On metaphorization and the validity of every experience

11-02 Michelangelo's_Pieta_5450_cropncleaned.jpg

In the nondual scheme of things, our true Self is pure being, awareness, and bliss. What we seem to be -- our individual selves -- are a sort of image, a kind of dream. How can the suffering in the dream be given validity, be made meaningful, be not simply an illusion? Well, one way is through what I call metaphorization.

Metaphorization is a catch-all term for the expression of what it is like to be you experiencing something. Any such expression which attempts to express that by comparing it to something that it is like or unlike (that's the idea of a metaphor), in any mode -- in words, in drawing, in film, or otherwise -- however technically unskilled -- is metaphorization.

Metaphorization is a powerful way of learning about our own desires. Our inner selves communicate with us through the structure of our experience, and that structure is filled with resemblances and differences. Those are exposed when we metaphorize.

But metaphorization is not just a way of understanding ourselves. It is also a way of appreciating ourselves, of exposing our own uniqueness and complexity. When we take an experience of great pain, confusion, and turmoil, and attempt to communicate in some form what it was like for us to experience it -- as accurately and originally as possible -- we start to appreciate the beauty in that experience. We start to look at an experience of suffering as a scientist might look at a disease: with fascination!

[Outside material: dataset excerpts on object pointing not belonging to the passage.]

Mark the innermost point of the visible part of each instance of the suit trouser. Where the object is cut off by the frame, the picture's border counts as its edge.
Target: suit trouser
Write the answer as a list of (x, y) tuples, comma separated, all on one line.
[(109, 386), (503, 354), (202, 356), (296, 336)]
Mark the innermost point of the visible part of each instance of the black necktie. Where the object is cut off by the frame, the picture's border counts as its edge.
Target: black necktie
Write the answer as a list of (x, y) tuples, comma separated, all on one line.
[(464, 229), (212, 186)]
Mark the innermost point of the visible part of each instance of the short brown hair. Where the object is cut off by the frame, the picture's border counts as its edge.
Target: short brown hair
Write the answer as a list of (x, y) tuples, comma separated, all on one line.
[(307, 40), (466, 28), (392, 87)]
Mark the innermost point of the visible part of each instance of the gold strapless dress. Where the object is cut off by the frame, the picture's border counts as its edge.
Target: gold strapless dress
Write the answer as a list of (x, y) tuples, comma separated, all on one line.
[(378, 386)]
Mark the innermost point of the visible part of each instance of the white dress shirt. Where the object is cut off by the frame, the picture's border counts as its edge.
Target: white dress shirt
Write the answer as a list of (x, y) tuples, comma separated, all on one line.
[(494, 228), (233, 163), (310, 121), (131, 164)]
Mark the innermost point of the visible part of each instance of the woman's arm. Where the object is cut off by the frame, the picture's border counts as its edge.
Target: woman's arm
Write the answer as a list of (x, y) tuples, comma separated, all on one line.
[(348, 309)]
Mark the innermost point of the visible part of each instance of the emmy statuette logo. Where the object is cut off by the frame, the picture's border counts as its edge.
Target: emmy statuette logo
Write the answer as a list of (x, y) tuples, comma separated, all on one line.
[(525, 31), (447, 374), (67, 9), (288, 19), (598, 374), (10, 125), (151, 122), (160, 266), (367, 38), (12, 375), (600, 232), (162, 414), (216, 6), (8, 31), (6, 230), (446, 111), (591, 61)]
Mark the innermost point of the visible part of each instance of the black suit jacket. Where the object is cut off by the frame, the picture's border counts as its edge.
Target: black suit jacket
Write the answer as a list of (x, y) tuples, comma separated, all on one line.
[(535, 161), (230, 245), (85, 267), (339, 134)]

This is not in any way to dismiss that suffering. On the contrary, it shows that suffering to itself be full of deep and subtle colors, to be intertwined with the most intricate geometries. The very structure of our pain is stupendous beauty, one that shows our specific individuality with meticulous precision. This truth has been proved through the ages and in every culture. The greatest art is all full of passionate suffering, suffering transformed.

This does not mean that we should seek to suffer or to make others suffer. That would be to destroy the meaning of suffering: it is that which we as humans necessarily fight against. That's what gives it its character. Yet it can be transfigured and revealed for something more.

This transformation is just a representation of the greater truth that our real Self comprehends both pleasure and pain, both good and evil. We must take life completely seriously and completely playfully at the same time. The Self is beyond them even as it honors their division.